When we consider the fact that appellees entered into a written agreement pertaining to the leasing of a basement below the street level before the building was completed and that they, no doubt, expended large sums of money for the pool tables, equipment, fountain, and miscellaneous incidentals, and that the landlord was advised of the nature of the business which they intended to operate, and which was entirely dependent upon the public patronage for income, then it is inconceivable that the parties did not contemplate and realize that it would be necessary that appellees have the right to display a sign designating their place of business and its nature to the public in a reasonable manner.

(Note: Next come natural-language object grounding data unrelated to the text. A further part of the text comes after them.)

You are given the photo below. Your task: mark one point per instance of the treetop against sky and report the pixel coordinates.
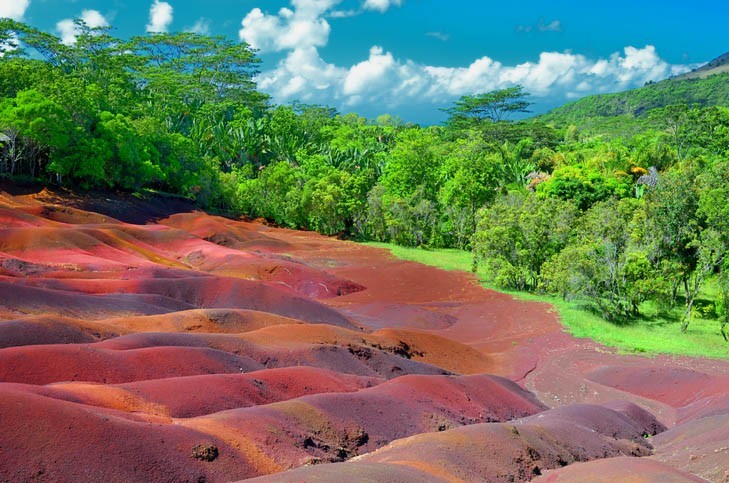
(411, 57)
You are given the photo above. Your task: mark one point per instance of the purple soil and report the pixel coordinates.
(288, 348)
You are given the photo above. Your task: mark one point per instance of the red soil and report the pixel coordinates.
(123, 345)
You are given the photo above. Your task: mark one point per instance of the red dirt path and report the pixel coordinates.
(131, 333)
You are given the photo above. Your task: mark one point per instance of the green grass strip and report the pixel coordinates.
(650, 335)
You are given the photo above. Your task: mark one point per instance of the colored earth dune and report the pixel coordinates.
(144, 341)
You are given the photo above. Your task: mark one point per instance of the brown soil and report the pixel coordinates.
(221, 349)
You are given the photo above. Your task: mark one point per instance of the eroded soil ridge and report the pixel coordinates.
(142, 341)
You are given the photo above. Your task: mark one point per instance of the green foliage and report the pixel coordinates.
(518, 233)
(494, 106)
(583, 186)
(622, 205)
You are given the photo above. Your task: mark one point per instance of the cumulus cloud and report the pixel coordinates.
(541, 26)
(69, 31)
(383, 79)
(14, 9)
(160, 17)
(443, 37)
(202, 27)
(380, 5)
(302, 27)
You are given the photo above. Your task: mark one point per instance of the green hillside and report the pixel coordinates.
(625, 113)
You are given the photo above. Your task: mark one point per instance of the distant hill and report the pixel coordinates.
(719, 65)
(625, 111)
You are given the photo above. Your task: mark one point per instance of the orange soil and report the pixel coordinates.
(131, 333)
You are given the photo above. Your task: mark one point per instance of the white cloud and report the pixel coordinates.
(69, 30)
(202, 27)
(383, 80)
(443, 37)
(160, 17)
(290, 29)
(541, 26)
(553, 26)
(14, 9)
(304, 76)
(380, 5)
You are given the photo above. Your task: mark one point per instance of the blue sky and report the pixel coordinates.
(412, 57)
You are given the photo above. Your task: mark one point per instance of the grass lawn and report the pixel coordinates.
(652, 334)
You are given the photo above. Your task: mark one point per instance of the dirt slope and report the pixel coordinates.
(141, 340)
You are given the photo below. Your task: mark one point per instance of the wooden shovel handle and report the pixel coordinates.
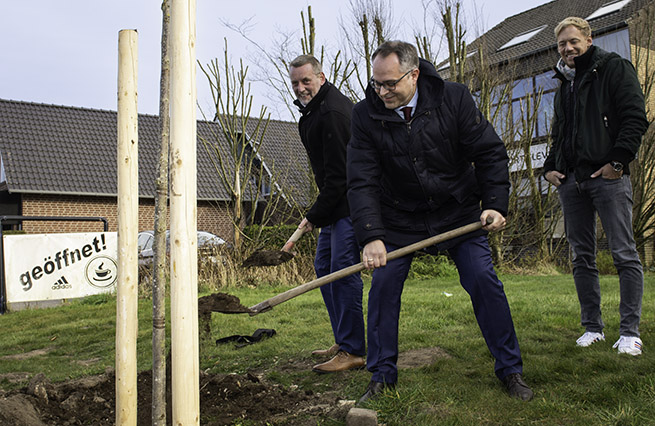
(293, 238)
(326, 279)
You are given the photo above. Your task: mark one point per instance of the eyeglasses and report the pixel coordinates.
(388, 85)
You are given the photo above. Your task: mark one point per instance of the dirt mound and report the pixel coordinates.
(224, 400)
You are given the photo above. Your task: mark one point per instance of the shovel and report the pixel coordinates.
(274, 257)
(268, 304)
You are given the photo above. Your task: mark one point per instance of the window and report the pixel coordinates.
(546, 81)
(522, 88)
(522, 38)
(608, 8)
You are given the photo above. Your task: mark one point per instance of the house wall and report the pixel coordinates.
(212, 216)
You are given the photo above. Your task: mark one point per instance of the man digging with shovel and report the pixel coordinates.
(325, 130)
(423, 159)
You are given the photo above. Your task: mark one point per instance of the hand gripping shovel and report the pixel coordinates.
(273, 257)
(268, 304)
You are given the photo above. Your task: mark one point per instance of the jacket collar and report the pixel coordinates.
(591, 60)
(430, 95)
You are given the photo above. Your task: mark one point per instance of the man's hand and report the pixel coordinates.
(554, 177)
(374, 255)
(304, 223)
(607, 172)
(497, 220)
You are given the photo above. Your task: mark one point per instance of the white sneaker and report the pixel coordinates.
(629, 345)
(589, 338)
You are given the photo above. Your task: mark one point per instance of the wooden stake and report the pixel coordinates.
(128, 218)
(183, 195)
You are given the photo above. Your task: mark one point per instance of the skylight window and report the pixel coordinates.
(523, 37)
(608, 8)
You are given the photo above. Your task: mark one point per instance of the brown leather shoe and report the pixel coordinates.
(342, 361)
(330, 352)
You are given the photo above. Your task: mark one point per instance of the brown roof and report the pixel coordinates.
(541, 48)
(68, 150)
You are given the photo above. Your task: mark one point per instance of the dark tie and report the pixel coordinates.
(407, 112)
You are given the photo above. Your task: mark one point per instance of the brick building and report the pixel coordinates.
(61, 161)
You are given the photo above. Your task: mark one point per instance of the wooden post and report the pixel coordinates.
(128, 219)
(183, 195)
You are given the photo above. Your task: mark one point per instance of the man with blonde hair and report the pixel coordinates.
(325, 131)
(597, 128)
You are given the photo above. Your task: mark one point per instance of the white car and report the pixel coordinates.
(206, 241)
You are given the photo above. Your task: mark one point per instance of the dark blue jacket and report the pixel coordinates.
(609, 116)
(324, 131)
(409, 181)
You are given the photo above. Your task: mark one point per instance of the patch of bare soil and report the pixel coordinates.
(224, 399)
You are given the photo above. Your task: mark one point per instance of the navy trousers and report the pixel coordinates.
(337, 249)
(473, 260)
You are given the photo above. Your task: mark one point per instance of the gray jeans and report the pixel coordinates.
(612, 199)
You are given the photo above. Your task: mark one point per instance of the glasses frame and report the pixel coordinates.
(389, 85)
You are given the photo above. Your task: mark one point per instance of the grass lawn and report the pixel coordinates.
(573, 386)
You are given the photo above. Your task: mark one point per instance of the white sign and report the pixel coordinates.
(42, 267)
(538, 154)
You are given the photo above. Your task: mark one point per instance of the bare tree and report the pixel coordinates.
(245, 165)
(643, 169)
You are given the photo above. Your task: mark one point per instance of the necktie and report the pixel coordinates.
(407, 112)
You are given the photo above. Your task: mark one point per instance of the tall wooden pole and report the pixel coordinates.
(128, 219)
(184, 241)
(161, 224)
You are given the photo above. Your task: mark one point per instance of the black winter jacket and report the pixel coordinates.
(409, 181)
(609, 115)
(324, 131)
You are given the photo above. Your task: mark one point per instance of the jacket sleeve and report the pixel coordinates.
(334, 139)
(486, 151)
(628, 104)
(550, 163)
(364, 172)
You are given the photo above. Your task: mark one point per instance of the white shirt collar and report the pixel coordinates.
(412, 103)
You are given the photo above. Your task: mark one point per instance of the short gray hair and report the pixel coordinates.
(303, 60)
(406, 52)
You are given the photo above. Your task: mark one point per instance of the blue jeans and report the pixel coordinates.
(476, 273)
(612, 200)
(337, 249)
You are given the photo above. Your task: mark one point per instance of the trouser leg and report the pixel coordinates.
(473, 260)
(347, 292)
(322, 266)
(383, 315)
(613, 201)
(580, 227)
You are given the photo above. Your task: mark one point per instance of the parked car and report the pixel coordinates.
(207, 243)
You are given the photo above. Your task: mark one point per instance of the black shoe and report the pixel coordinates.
(517, 388)
(374, 390)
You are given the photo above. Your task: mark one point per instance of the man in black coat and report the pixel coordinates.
(423, 160)
(325, 130)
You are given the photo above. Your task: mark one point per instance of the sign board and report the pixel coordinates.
(538, 154)
(41, 267)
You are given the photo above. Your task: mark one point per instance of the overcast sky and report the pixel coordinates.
(66, 52)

The signs placed above the entrance doors of appellees' place of business are conservative and are located above the door entrances to a vestibule which makes accessible a stairway leading to the second story and another stairway leading down to the basement leased by appellees.
In placing the signs above the entrances mentioned appellees were exercising an implied right appurtenant to the leased premises.
In view of the foregoing conclusions it is unnecessary to consider the Statute of Frauds Assignment.
The judgment of the lower court is affirmed.
LA PRADE, C.J., and UDALL, STANFORD and PHELPS, JJ., concur.
Justice DE CONCINI having disqualified himself, the Honorable W.E. PATTERSON, Judge of the Superior Court of Yavapai County, was called to sit in his stead.